BREVI NOTE SUL KANUN
Il Kanun è il più importante codice consuetudinario albanese. Da secoli regola la vita sociale nelle zone più arretrate dell’Albania, soprattutto nel nord. Il codice si occupa di diritto civile e penale disciplinando numerosi aspetti come la famiglia, il matrimonio, i contratti, il lavoro, la proprietà, i delitti infamanti e il risarcimento dei danni. Non c’è momento della vita comunitaria di cui il Kanun non si occupi minuziosamente. Proprio nei libri dedicati alla parola data, all’onore personale e alla vendetta di sangue, si comprende perché l’area balcanica composta dall’Albania settentrionale, dalla Macedonia e dal Montenegro è l’ultima regione tribale europea. Parola data, vendetta di sangue, e assoluta solidarietà tra i membri della famiglia, caratterizzano l’albanese come “uomo d’onore”. Il Kanun, sull’onore, è lapidario: “Di fronte alla legge il disonorato è considerato come persona morta”. Da qui, il principio che “il sangue non si sostituisce con la multa” poiché l’onore non può essere ripristinato con un risarcimento pecuniario. Al contrario, “il disonorato non si appella alla giustizia e il valoroso si fa giustizia da sé”. Fortissimo è anche il senso di appartenenza alla famiglia, un sistema patriarcale, basato sul clan, guidato dall’uomo più anziano. Secondo il Kanun “la donna è un otre, che sopporta pesi e fatiche”. Non ha minime capacità decisionali, non ha diritti di proprietà e non viene inclusa nelle faide della vendetta. La sua vita è fortemente condizionata dalla figura maschile.

DAL KANUN:
Non è bene bere prima che un uomo beva.
Non è bene fumare.
Non è bene imbracciare un fucile.
Non è bene parlare prima che un uomo parli
né andare da sola nei boschi senza un uomo.

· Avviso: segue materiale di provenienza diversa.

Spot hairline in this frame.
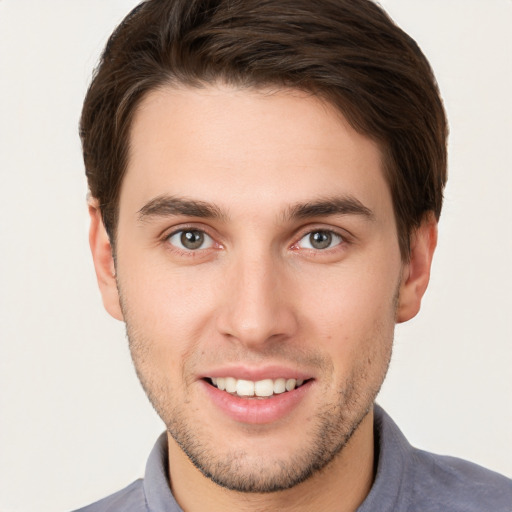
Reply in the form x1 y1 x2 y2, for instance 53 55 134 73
104 78 416 259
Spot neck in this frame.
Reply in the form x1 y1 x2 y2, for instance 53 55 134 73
167 409 375 512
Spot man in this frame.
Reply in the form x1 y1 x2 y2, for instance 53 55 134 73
76 0 512 510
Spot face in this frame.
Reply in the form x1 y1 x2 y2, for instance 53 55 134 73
91 84 431 493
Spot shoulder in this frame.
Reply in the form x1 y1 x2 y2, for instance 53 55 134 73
72 479 147 512
370 406 512 512
410 448 512 511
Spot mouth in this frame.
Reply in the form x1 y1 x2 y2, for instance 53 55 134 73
205 377 310 398
202 372 313 424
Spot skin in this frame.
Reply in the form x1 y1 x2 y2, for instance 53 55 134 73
89 85 437 512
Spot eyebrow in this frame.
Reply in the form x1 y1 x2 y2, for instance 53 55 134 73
137 194 374 224
137 195 226 222
285 196 375 221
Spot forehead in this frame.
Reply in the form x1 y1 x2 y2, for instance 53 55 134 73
120 84 391 221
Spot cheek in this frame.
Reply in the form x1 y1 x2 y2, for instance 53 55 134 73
116 253 222 365
296 260 399 364
299 260 398 323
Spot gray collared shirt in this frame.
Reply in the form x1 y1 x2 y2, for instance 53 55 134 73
74 405 512 511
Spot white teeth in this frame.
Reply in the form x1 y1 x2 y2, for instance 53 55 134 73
225 377 237 393
273 378 286 394
236 379 255 396
285 378 297 392
255 379 274 397
210 376 306 397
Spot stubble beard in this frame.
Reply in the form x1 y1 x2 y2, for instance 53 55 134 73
125 323 393 494
165 383 377 493
119 276 398 494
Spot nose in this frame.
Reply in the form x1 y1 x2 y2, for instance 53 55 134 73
215 250 298 349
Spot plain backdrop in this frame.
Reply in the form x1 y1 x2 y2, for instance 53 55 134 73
0 1 511 511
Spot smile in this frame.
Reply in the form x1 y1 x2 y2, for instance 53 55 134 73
209 377 306 398
202 375 313 424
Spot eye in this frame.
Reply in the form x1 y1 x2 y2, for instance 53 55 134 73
167 229 214 251
297 230 343 250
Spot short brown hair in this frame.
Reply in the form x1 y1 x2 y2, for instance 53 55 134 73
80 0 447 258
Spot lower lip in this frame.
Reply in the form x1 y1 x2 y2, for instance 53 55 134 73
201 380 312 425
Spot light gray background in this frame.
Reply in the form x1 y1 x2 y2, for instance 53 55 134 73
0 1 511 511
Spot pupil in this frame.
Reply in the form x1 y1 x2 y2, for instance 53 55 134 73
181 230 204 249
310 231 331 249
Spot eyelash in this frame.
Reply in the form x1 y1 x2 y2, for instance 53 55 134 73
163 226 220 256
293 229 346 252
162 226 350 257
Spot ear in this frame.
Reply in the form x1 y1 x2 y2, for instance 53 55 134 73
88 199 124 321
396 213 438 323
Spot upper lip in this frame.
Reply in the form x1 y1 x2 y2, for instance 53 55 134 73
201 365 313 382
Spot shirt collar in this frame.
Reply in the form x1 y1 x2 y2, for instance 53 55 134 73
143 432 182 512
143 405 412 512
356 404 412 512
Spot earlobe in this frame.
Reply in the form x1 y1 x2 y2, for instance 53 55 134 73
88 199 124 321
396 213 438 323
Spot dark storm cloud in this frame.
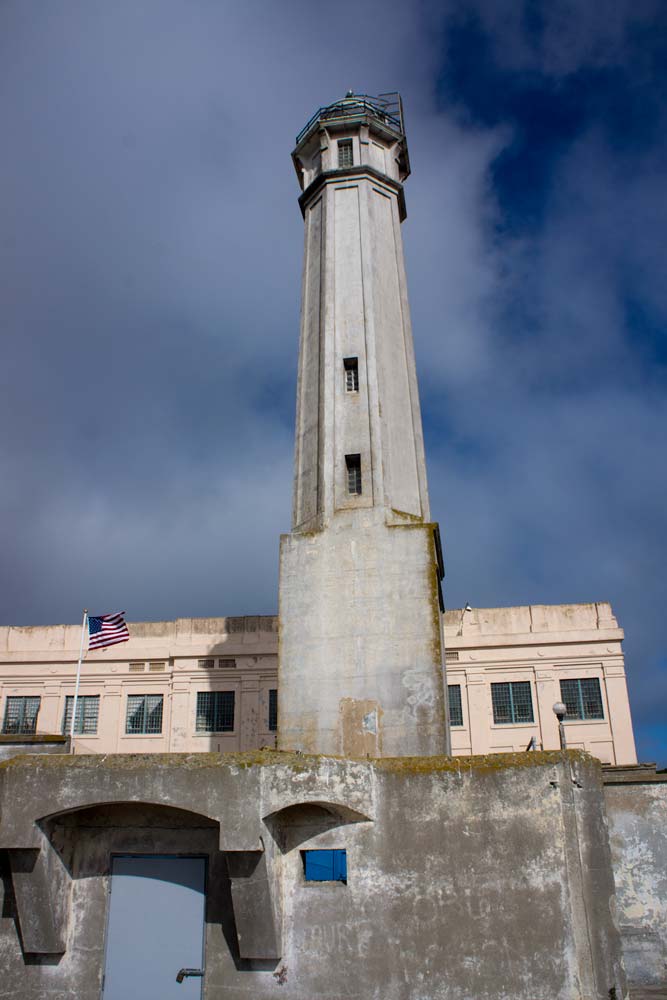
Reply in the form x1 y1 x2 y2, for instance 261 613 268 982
1 1 665 763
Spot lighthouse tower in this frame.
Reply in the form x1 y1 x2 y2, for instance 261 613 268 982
278 93 448 757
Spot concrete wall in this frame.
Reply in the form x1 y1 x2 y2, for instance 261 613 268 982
604 765 667 988
0 604 637 763
0 750 627 999
0 736 69 762
279 511 446 757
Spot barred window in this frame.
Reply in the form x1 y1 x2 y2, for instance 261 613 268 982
346 454 362 495
2 696 41 735
268 689 278 732
196 691 235 733
338 139 353 168
448 685 463 727
125 694 163 735
560 678 604 720
491 682 534 724
344 357 359 392
62 695 100 735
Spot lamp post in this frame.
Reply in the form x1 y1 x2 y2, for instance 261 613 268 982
553 701 567 750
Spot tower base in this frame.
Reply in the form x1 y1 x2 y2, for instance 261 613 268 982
278 509 447 757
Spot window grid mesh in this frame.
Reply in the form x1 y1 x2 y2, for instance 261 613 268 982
338 140 353 168
63 695 100 735
2 696 41 735
448 685 463 727
125 694 164 734
491 682 534 724
560 678 604 720
346 454 362 495
196 691 235 733
268 689 278 732
344 358 359 392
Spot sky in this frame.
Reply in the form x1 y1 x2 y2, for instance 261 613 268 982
1 0 665 766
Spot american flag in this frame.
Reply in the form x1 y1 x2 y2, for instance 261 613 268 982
88 612 130 651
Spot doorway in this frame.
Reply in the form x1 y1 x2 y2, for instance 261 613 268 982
103 855 206 999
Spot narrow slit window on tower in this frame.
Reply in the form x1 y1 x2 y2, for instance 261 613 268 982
338 139 353 168
344 357 359 392
345 454 362 495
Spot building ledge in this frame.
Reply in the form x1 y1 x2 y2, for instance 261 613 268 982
602 762 667 784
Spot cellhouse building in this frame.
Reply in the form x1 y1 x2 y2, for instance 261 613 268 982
0 92 665 1000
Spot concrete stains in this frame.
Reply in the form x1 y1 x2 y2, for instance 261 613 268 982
339 698 382 757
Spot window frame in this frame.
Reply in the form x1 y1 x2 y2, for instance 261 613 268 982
337 139 353 168
195 690 235 734
62 694 100 735
345 453 362 495
559 677 605 721
343 357 359 393
448 684 464 728
490 681 535 725
2 695 41 735
125 693 164 736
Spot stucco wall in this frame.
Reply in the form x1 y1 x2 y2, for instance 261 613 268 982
0 604 636 763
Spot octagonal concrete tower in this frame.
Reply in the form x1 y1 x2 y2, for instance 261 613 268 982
278 93 448 757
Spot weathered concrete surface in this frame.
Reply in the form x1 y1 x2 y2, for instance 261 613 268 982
0 735 69 762
0 750 626 999
604 765 667 989
279 510 447 757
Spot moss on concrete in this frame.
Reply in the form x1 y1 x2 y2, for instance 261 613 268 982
369 749 596 775
0 748 595 778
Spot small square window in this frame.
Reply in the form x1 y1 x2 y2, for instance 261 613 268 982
338 139 353 168
198 659 215 669
268 689 278 732
344 357 359 392
448 685 463 727
196 691 235 733
491 682 534 724
2 696 41 735
303 849 347 883
126 694 164 735
560 678 604 720
63 695 100 735
345 454 362 495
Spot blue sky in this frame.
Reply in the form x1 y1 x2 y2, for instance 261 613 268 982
1 0 665 766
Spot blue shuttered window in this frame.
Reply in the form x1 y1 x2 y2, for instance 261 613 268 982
303 849 347 883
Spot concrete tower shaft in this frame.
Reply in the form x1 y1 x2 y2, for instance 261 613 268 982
290 93 429 531
279 94 448 759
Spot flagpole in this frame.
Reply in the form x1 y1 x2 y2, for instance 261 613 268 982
70 609 88 750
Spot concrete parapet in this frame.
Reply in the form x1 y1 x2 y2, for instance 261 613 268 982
0 750 627 999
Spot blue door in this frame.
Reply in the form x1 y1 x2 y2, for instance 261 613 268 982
103 856 206 1000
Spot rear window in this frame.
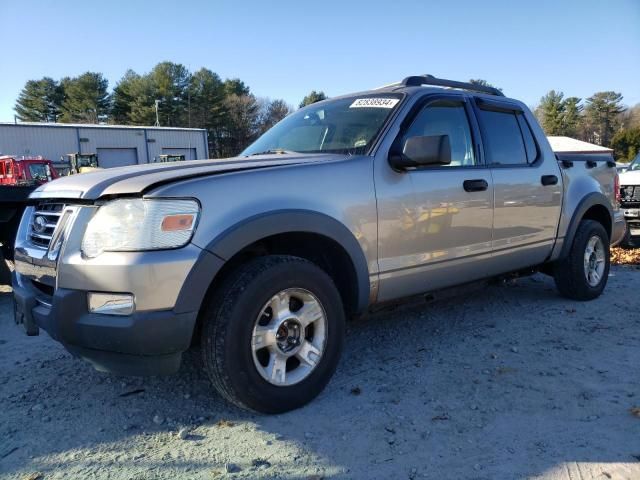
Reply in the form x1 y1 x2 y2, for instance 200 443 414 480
478 109 530 166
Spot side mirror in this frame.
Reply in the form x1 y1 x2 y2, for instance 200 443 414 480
389 134 451 170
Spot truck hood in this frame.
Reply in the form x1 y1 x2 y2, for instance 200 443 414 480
619 169 640 186
30 153 345 201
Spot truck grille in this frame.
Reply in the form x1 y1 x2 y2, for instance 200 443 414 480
620 185 640 206
29 203 65 248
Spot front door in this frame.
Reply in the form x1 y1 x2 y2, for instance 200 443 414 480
375 94 494 302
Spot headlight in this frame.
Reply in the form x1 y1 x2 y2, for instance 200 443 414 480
81 198 200 258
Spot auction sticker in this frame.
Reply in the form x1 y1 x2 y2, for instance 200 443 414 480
350 98 399 108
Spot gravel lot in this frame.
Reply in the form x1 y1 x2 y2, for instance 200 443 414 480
1 267 639 480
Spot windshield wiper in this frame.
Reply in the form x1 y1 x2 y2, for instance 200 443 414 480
247 149 298 156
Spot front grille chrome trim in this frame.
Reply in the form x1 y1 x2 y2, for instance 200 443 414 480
28 203 65 250
33 210 62 217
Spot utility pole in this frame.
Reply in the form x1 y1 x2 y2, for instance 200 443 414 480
154 100 161 127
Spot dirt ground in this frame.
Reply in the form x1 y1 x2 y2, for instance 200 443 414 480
1 267 639 480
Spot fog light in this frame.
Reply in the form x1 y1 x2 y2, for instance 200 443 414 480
88 293 135 316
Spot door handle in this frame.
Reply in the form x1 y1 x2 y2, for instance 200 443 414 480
463 179 489 192
541 175 558 186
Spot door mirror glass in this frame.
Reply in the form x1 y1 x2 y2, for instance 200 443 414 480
390 134 451 169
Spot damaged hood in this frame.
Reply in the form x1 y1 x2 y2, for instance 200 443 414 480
31 153 345 201
619 169 640 186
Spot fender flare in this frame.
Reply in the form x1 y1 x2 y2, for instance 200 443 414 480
559 192 613 259
175 210 371 315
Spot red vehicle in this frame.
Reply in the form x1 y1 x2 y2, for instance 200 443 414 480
0 155 58 186
1 156 59 267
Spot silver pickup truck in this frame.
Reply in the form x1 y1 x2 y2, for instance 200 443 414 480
12 75 625 413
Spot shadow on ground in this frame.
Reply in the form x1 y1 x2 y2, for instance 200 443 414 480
1 268 639 479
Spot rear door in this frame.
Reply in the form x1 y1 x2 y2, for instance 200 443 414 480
375 93 495 302
473 97 562 271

Non è bene scegliere il marito.
Non è bene svolgere i lavori degli uomini.
Non è bene guardare un uomo pensando che non abbia ragione.
Non è bene scegliere prima che un uomo scelga.

LE VERGINI GIURATE (BURNESHAT)
Alla donna che diventa vergine giurata viene riconosciuto il diritto di proclamarsi uomo, di comportarsi come tale e di acquisire tutti i diritti che il Kanun riserva esclusivamente agli uomini. Dell’esistenza di questo fenomeno si hanno testimonianze da almeno 200 anni. Oggi si contano un centinaio di vergini giurate, che abitano tra il Kosovo e le aree confinanti in Albania, mentre prima il fenomeno era sviluppato anche in Serbia, in Montenegro e in Bosnia. Per diventare una vergine giurata (Burnesha) la donna è obbligata alla totale astensione dalla vita sessuale. Si veste come gli uomini, poiché l’abbigliamento maschile viene visto come un elemento che legittima il giuramento della conversione fatto davanti a 12 uomini del villaggio. Dopo il giuramento la vergine assume un comportamento maschile, prende un nome da uomo, si arma, può fumare, bere e mangiare con gli uomini nella stanza dove alle donne non è permesso restare. Inoltre acquisisce il diritto di gestire, comprare e vendere proprietà, può partecipare alla guerra e alla vendetta tra i clan e ha pari diritti rispetto agli altri uomini. Ma non potrà mai contrarre matrimonio o stringere relazioni con nessuno dei due sessi.